During the all-night committee stage debate on the legislation to establish the National Asset Management Agency (Nama), Mr Lenihan signalled his intention to introduce a corporation tax surcharge rather than a bank levy for the impaired loans, because it was “necessary to ensure the balance sheets of the banks are not infected with a contingency that’ll devalue them”.

But Labour finance spokeswoman Joan Burton warned it could be 40 years or more before the banks had to pay a levy.

Fine Gael deputy finance spokesman Kieran O’Donnell picked up on the issue when Mr Lenihan announced he would introduce an amendment at report stage next week “to provide for the future introduction of a future levy in the form of a tax surcharge on the participating institutions in the event of Nama making a loss”.

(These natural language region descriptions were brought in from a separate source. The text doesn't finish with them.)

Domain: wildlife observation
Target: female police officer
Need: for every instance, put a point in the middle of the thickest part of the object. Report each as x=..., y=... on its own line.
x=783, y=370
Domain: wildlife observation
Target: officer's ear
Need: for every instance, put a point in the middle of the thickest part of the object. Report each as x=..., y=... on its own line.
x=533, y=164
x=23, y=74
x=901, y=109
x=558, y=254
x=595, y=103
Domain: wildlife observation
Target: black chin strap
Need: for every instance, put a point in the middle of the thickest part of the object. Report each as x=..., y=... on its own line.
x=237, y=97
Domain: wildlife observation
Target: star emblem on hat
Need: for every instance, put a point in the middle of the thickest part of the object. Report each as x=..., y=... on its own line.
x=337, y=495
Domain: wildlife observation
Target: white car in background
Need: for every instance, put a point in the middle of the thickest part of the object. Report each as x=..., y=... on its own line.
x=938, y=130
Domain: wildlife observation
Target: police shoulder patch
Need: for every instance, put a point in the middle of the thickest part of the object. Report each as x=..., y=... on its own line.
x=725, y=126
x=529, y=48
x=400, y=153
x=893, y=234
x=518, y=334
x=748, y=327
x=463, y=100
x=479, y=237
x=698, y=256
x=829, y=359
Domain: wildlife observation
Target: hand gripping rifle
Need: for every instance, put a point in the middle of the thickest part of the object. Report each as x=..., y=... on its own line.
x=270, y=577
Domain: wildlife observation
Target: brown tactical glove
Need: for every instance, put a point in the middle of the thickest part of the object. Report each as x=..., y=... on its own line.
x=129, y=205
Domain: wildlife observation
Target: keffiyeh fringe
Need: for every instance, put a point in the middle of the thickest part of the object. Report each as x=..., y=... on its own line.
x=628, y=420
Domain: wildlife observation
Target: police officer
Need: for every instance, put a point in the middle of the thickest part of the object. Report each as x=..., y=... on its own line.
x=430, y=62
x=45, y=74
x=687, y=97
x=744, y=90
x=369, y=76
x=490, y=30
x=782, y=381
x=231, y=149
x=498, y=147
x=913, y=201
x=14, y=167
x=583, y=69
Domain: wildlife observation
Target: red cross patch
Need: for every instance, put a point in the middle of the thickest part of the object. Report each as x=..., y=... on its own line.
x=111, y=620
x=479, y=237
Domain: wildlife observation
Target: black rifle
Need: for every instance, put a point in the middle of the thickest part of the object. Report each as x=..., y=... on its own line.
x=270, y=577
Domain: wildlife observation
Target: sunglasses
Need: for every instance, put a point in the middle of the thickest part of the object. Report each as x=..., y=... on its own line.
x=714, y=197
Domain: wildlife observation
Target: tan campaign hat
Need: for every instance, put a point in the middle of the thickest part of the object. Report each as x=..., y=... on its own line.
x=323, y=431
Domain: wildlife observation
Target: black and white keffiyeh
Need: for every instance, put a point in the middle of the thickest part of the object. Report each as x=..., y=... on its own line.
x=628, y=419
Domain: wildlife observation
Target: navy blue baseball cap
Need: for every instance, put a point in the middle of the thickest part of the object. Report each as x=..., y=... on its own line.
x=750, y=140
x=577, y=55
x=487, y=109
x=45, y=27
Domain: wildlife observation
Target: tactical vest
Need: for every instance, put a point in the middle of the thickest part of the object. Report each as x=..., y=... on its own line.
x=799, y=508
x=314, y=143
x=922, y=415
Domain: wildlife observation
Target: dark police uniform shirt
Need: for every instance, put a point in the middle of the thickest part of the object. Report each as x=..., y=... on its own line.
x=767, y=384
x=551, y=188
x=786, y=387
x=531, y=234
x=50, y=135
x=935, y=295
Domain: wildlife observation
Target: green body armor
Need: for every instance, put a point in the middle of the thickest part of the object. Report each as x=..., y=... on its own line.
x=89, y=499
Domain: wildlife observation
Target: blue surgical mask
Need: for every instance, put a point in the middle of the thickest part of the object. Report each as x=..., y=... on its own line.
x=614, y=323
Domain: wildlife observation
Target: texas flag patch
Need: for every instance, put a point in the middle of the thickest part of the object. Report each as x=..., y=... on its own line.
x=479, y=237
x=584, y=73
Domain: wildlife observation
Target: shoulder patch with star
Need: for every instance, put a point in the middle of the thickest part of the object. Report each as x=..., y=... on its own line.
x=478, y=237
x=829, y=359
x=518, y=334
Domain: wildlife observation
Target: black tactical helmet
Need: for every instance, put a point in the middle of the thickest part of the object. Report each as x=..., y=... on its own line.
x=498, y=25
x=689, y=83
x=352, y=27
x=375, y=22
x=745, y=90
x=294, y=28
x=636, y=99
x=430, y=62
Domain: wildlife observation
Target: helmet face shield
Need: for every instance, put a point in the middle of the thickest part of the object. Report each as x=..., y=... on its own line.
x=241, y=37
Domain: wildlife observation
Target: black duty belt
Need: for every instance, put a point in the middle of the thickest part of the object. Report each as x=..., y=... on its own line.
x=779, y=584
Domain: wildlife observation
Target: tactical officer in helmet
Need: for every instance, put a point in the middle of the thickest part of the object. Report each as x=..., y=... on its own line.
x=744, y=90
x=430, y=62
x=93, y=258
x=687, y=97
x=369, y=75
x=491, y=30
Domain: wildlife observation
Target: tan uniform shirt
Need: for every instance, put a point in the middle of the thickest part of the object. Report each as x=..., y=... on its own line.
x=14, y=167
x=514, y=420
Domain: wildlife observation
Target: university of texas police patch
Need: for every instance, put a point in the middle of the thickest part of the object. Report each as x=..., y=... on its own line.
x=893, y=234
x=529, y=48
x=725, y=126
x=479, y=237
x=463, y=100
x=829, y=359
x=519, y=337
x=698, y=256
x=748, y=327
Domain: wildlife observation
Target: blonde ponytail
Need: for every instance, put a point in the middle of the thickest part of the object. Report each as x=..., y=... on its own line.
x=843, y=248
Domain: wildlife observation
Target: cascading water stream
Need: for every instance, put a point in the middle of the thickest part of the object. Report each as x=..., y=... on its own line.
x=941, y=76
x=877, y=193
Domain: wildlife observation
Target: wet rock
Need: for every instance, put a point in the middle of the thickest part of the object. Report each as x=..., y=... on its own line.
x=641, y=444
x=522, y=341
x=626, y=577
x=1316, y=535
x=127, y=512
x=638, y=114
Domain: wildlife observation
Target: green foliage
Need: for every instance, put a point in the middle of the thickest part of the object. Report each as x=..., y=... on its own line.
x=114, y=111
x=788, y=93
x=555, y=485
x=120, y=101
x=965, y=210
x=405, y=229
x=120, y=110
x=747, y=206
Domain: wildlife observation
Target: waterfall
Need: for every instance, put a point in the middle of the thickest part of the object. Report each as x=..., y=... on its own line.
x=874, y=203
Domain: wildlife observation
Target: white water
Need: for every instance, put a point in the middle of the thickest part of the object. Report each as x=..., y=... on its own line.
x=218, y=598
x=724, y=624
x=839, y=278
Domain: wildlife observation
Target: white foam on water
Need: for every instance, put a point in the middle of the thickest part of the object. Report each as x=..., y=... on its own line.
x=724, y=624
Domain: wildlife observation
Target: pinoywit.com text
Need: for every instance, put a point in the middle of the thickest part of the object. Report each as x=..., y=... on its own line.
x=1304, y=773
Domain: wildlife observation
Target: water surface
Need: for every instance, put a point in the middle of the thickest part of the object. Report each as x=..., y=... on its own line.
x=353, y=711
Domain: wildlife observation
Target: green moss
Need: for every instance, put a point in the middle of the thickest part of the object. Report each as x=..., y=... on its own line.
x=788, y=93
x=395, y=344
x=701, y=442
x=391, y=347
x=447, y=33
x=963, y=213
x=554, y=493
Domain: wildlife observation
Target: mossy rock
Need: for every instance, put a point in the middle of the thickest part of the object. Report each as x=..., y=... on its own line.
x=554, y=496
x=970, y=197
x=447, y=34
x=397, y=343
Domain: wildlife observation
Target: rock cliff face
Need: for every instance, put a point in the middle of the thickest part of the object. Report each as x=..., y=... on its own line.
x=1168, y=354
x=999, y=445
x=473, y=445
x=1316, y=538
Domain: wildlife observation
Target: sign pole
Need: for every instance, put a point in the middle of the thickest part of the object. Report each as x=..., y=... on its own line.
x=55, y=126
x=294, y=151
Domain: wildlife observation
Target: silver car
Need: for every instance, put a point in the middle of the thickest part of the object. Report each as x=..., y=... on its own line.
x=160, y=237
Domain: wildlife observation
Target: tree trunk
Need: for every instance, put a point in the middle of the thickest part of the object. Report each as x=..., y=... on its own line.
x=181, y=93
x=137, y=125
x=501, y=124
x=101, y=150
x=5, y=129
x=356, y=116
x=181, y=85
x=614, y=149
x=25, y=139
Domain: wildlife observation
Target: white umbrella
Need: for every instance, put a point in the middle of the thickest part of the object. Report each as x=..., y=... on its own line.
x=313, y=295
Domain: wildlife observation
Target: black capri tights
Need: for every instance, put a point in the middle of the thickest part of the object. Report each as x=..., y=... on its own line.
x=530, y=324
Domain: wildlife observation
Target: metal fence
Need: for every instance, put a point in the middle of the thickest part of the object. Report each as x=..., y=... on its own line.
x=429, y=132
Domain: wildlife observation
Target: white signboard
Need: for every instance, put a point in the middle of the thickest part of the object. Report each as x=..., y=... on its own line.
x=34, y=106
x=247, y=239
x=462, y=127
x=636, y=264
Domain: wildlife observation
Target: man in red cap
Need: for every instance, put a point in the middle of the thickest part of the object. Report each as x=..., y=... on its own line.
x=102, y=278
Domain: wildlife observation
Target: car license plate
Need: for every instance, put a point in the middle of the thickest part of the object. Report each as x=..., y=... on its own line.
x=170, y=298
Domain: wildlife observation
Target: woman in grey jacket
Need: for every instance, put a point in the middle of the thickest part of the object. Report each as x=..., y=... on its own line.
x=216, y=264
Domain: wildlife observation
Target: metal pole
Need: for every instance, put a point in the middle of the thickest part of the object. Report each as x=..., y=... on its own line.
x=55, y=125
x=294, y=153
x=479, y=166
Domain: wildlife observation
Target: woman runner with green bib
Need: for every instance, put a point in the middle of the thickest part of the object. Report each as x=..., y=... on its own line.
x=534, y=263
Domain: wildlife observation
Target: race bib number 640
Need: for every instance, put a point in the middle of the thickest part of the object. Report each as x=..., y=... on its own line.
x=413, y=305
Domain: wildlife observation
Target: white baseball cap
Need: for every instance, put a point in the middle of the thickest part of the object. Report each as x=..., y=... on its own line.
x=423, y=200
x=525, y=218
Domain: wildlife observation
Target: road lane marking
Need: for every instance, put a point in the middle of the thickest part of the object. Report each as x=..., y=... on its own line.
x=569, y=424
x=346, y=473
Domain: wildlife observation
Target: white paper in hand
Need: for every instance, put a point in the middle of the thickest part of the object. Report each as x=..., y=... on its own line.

The Minister said: “While I do not envisage Nama will make a loss, this amendment will be drafted to strike a balance between protecting the public purse and not putting an unknown risk on to the balance sheets of the banks, which would defeat the purpose of the establishment of Nama.”

Mr O’Donnell said “the levy you’re bringing in is in the form of a tax surcharge. In the situation where the banks have losses forward, my understanding of what you’re saying is that the banks will pay no levy unless they are paying corporation tax.”

Mr Lenihan replied: “It’s in 10 years’ time, Deputy.”

The Fine Gael TD said the public’s expectation was that it would be done through a levy, but “you’re basing it on a tax surcharge rather than a bank levy. You are not deeming it to be an actual levy based on the actual losses incurred.”

Ms Burton said “there aren’t going to be any taxable profits for most of these institutions for a very long period because they have built up so much in the way of tax losses”.

She warned it might be decades before the banks had to pay. “The levy could be 40 years or more” away, she said.